I am working on a function to find the rotation matrix to transform one vector to another, and the Wikipedia article has a notation that differs from a StackOverflow post that has come up in my search.
Does this notation represent the skew-symmetric cross product? (x and y are vectors, I is the identity matrix)
notation in question: $ yx^T – xy^T $
full equation: $R:= I + yx^T – xy^T + \frac{ 1 }{ 1 + <x, y> } (yx^T – xy^T)^2$
https://en.wikipedia.org/wiki/Rotation_matrix#Vector_to_vector_formulation
Related post to perform what I believe to be the same function, but explicitly states skew-symmetric cross product.
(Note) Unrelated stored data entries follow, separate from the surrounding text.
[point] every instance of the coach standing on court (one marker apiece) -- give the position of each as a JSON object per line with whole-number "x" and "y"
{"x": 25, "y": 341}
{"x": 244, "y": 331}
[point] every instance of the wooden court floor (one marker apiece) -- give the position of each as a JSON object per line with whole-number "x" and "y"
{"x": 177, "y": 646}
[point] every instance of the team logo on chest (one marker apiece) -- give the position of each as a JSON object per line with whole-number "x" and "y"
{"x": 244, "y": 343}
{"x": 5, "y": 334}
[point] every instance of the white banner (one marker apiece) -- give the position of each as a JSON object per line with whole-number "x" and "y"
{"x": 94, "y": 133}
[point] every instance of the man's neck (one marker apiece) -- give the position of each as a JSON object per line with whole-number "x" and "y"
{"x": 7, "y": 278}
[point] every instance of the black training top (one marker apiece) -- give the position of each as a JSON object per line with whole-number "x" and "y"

equation from post adapted for clarity: $R = I + [v] _{\times} + [v] _{\times}^2 \frac{ 1 }{ 1 + x \cdot y}$
Calculate Rotation Matrix to align Vector A to Vector B in 3d?
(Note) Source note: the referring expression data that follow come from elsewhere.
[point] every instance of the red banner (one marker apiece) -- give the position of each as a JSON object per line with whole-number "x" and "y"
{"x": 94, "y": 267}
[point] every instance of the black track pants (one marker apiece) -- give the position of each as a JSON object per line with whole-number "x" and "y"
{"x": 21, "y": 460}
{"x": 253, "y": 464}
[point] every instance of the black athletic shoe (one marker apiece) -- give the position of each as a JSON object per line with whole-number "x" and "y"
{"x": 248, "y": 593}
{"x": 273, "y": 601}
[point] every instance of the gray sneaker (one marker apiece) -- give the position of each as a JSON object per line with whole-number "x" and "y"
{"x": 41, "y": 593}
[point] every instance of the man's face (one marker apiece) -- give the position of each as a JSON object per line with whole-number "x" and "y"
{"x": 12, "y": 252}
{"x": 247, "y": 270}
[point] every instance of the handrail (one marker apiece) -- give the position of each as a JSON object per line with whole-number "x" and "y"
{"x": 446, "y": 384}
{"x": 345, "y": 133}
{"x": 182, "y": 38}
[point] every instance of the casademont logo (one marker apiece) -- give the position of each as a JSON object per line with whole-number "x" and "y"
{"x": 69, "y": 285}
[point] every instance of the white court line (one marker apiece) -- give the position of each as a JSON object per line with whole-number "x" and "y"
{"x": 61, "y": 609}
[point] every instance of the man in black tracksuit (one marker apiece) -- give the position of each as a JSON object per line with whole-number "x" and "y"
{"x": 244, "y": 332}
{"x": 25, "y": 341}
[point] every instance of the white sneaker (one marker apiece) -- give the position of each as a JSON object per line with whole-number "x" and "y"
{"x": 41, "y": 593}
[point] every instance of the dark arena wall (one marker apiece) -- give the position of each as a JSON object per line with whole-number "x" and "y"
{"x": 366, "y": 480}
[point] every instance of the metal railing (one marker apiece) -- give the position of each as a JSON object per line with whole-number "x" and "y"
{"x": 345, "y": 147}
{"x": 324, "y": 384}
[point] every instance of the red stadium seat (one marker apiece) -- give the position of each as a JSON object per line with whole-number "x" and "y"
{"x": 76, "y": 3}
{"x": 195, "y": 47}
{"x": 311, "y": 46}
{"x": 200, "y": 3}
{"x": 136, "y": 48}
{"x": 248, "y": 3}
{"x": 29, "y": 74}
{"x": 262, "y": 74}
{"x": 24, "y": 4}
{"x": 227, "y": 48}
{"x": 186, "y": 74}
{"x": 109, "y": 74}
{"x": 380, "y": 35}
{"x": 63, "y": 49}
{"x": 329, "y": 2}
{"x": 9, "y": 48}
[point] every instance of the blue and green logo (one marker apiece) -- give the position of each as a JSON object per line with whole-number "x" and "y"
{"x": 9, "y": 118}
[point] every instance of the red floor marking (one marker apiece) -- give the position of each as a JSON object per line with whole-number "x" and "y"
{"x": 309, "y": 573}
Could anyone point to a resource that dives deeper into the derivation of this formula?
Edit: Found a resource that explains this formulation in more detail.
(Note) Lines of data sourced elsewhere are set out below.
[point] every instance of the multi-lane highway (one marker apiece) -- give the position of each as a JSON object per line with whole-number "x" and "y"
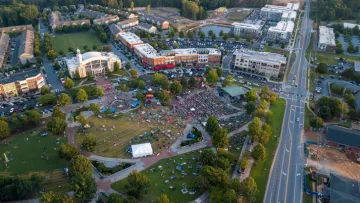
{"x": 285, "y": 179}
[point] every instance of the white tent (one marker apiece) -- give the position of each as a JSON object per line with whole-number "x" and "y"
{"x": 141, "y": 150}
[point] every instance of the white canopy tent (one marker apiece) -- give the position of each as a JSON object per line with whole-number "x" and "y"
{"x": 141, "y": 150}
https://www.theochem.ru.nl/~pwormer/Knowino/knowino.org/wiki/Rotation_matrix.html#Vector_rotation
And
Möller, T., & Hughes, J. F. (1999). Efficiently Building a Matrix to Rotate One Vector to Another. Journal of Graphics Tools, 4(4), 1–4. doi:10.1080/10867651.1999.10487509
Best Answer
Yup it does, since if
$$v = x \times y = \begin{pmatrix} x_{2}y_{3} - y_{2}x_{3} \\ -x_{1}y_{3} + y_{1}x_{3} \\ x_{1}y_{2} - x_{2}y_{1} \end{pmatrix} = \begin{pmatrix} v_{1} \\ v_{2} \\ v_{3} \end{pmatrix},$$
then
$$ [v]_{\times} := \begin{pmatrix} 0 && -v_{3} && v_{2} \\ v_{3} && 0 && -v_{1} \\ -v_{2} && v_{1} && 0 \end{pmatrix} = \begin{pmatrix} x_{1}y_{1} && x_{2}y_{1} && x_{3}y_{1} \\ x_{1}y_{2} && x_{2}y_{2} && x_{3}y_{2} \\ x_{1}y_{3} && x_{2}y_{3} && x_{3}y_{3} \end{pmatrix} - \begin{pmatrix} x_{1}y_{1} && x_{1}y_{2} && x_{1}y_{3} \\ x_{2}y_{1} && x_{2}y_{2} && x_{2}y_{3} \\ x_{3}y_{1} && x_{3}y_{2} && x_{3}y_{3} \end{pmatrix} = yx^{T} - xy^{T},$$
keeping in mind that $x,y \in \mathbb{R}^{3}$ are column vectors, or $(3 \times 1)$-matrices (so $x^{T}, y^{T}$ are $(1 \times 3)$-matrices). For the more "complicated-looking" 3rd term, it's still just multiplying everything out - the Wikipedia article considers vectors on the sphere however, so $xx^{T} = 1 = yy^{T}$, etc.